La journée est loin d’être finie puisqu’il me reste encore 2 films (français) sur le feu: VIVANTS et EN ATTENDANT LA NUIT.
Vers 19h00, je clôture mon billet et vais rejoindre mes collègues et consoeurs autour d’une pizza sympathiquement partagée par une de mes collègues journalistes. On convient que je lui revaudrai ça en apérol spritz, LA boisson du Festival de Venise.
C’est à 19h45 que je me décide à aller vers la salle Darsena pour voir VIVANTS d’Alix Delaporte (ANGELE ET TONY). Immersion dans une équipe de journalistes de terrains et d’investigations (on pense à Envoyé Spécial), VIVANTS suit une stagiaire (Alice Isaaz) dans son parcours du combattant dans cette équipe hors du commun. Beaucoup de sujets abordés mais peu en profondeur. Dommage car il y avait quand même Roschdy Zem, Vincent Elbaz, Pascal Arbillot.

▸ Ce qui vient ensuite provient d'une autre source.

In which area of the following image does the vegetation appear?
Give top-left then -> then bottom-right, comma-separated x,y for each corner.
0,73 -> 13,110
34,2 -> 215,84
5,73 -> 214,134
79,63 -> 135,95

Sortie calme (la fatigue est là) avec une rencontre et un échange sympa autour d’un verre avec le directeur du Ram Dam Festival à Tournai et l’ex-président de l’UCC (Union de la Critique Cinématographique).
Ce qui amène en douceur le film suivant, EN ATTENDANT LA NUIT, qui est en sala Pasinetti à 22h. le film est le deuxième long métrage de la réalisatrice Céline Rouzet et fait partie de ces films originaux qui parlent des vampires d’une autre façon que la voix toute tracé des Bela Lugosi et autres Christopher Lee de la grande époque. On suit la famille Feral qui vient de déménager à la campagne dans un coin calme et sympa qui leur permettra de couler des jours heureux avec leur petite fille et leur adolescent Philémon. Il faut dire que Philémon semble avoir un problème avec le soleil et doit subir des transfusions assez souvent pour se sentir bien.

Vous l’aurez compris, tout ne vas pas se passer comme prévu et les choses vont déraper dans ce fantastique quotidien pour se terminer plutôt tragiquement. Le traitement est original et le choix d’avoir un vampire « normal » fait bien évidemment penser à MARTIN de George Romero.
C’est à 23h50 que je pars prendre le vaporetto qui me ramènera dans mon lit aux alentours de 1h du matin pour profiter d’une « bonne nuit de sommeil » avant mon réveil à 6h.
Et la lune se reflète sur la lagune comme tous les soirs à Venise.